Using the Splice ML Manager

This topic shows you how to use the Splice Machine ML Manager, a machine learning framework that combines the power of Splice Machine with the power of Apache Zeppelin notebooks, Apache MLflow, and Amazon Sagemaker to create a full-cycle platform for developing and maintaining your smart applications. This topic is organized into these sections:

  • ML Manager Workflow provides a quick overview of what the ML Manager does and how it interfaces with MLflow and SageMaker to provide a complete Machine Learning production environment.
  • Running an Experiment walks you through creating an ML experiment for detecting credit card fraud and shows you how to train, run, and compare two different learning models.
  • Deploying Your Model to AWS SageMaker walks you through deploying your model on AWS.
  • Retraining the Model with New Data shows you how to retrain your model with new data and update your deployment.
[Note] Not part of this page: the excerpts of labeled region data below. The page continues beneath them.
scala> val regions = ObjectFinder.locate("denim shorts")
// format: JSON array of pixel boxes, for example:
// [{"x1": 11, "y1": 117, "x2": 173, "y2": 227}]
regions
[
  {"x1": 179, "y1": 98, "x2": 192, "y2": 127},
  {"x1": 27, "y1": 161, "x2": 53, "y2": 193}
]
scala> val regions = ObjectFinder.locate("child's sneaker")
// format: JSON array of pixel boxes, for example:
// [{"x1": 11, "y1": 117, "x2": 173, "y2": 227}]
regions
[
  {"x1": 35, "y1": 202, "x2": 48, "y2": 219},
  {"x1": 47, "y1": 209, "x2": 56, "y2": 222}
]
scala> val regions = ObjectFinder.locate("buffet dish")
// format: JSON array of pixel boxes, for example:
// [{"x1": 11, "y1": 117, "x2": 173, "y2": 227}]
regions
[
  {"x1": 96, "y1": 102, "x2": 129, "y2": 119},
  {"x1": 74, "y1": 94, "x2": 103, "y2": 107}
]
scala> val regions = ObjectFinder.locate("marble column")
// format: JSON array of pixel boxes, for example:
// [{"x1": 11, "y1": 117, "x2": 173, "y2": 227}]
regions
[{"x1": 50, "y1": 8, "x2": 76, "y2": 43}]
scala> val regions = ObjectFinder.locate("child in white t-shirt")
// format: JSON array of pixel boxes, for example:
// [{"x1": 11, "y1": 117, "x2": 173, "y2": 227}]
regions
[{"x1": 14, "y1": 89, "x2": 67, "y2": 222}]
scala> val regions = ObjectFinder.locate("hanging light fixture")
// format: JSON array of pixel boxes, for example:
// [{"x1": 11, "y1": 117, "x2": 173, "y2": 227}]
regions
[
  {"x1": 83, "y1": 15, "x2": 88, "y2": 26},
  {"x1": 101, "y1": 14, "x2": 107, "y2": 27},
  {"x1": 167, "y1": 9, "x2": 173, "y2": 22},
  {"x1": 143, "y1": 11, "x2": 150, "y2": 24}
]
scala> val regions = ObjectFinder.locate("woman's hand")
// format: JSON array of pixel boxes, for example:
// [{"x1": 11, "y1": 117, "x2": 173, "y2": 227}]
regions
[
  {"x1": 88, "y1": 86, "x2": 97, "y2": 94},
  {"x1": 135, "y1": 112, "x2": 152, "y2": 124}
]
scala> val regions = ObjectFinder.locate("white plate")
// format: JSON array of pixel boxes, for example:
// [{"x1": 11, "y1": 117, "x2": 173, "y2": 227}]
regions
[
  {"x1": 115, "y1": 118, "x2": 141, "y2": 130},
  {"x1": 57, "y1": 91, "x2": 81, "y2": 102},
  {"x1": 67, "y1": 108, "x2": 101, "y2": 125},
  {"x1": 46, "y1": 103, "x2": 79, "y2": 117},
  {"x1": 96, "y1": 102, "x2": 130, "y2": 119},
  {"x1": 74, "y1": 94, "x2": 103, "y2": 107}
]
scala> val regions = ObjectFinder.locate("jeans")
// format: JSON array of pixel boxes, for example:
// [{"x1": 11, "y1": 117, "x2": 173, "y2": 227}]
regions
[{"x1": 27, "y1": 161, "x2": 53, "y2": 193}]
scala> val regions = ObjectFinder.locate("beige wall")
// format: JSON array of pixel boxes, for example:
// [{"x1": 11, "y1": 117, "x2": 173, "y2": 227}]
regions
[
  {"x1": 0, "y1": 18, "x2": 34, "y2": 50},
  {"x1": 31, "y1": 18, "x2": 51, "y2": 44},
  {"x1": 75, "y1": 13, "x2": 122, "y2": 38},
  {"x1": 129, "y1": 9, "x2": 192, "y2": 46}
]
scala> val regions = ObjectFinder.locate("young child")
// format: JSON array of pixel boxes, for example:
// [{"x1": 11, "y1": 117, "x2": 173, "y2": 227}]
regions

The ML Manager Introduction topic in this chapter provides an overview of the ML Manager, and the ML Manager API topic provides reference information for its API.

ML Manager WorkFlow

Here’s what the basic flow of processes involved in developing, tuning, and deploying your ML projects looks like with ML Manager:

The basic workflow is:

  1. Work with MLlib and other machine learning libraries in a Zeppelin notebook to directly interact with Spark and your Splice Machine database.
  2. Use MLflow within your notebook to create experiments and runs, and to track variables, parameters, and other information about your runs.
  3. Use the MLflow Tracking UI to monitor information about your experiments and runs.
  4. Iterate on your experiments until you develop the learning model that you want to deploy, using the tracking UI to compare your runs.
  5. Use the Splice ML Jobs Tracker to deploy your model to AWS SageMaker, by simply filling in a few form fields and clicking a button.
  6. Write Apps that use SageMaker’s RESTful API to interface with your deployed model.
  7. As new data arrives, you can return to Step 1 and repeat the process.

About MLflow

MLflow is an open source platform for managing the end-to-end machine learning lifecycle; with MLflow and Splice ML Manager, you can:

  • Track your model training sessions, which are called runs.
  • Group a collection of runs under an experiment, which allows you to visualize and compare a set of runs, and to download run artifacts for analysis by other tools.
  • View your experiments in the MLflow Tracking UI, which you access by pointing your browser at port 5001.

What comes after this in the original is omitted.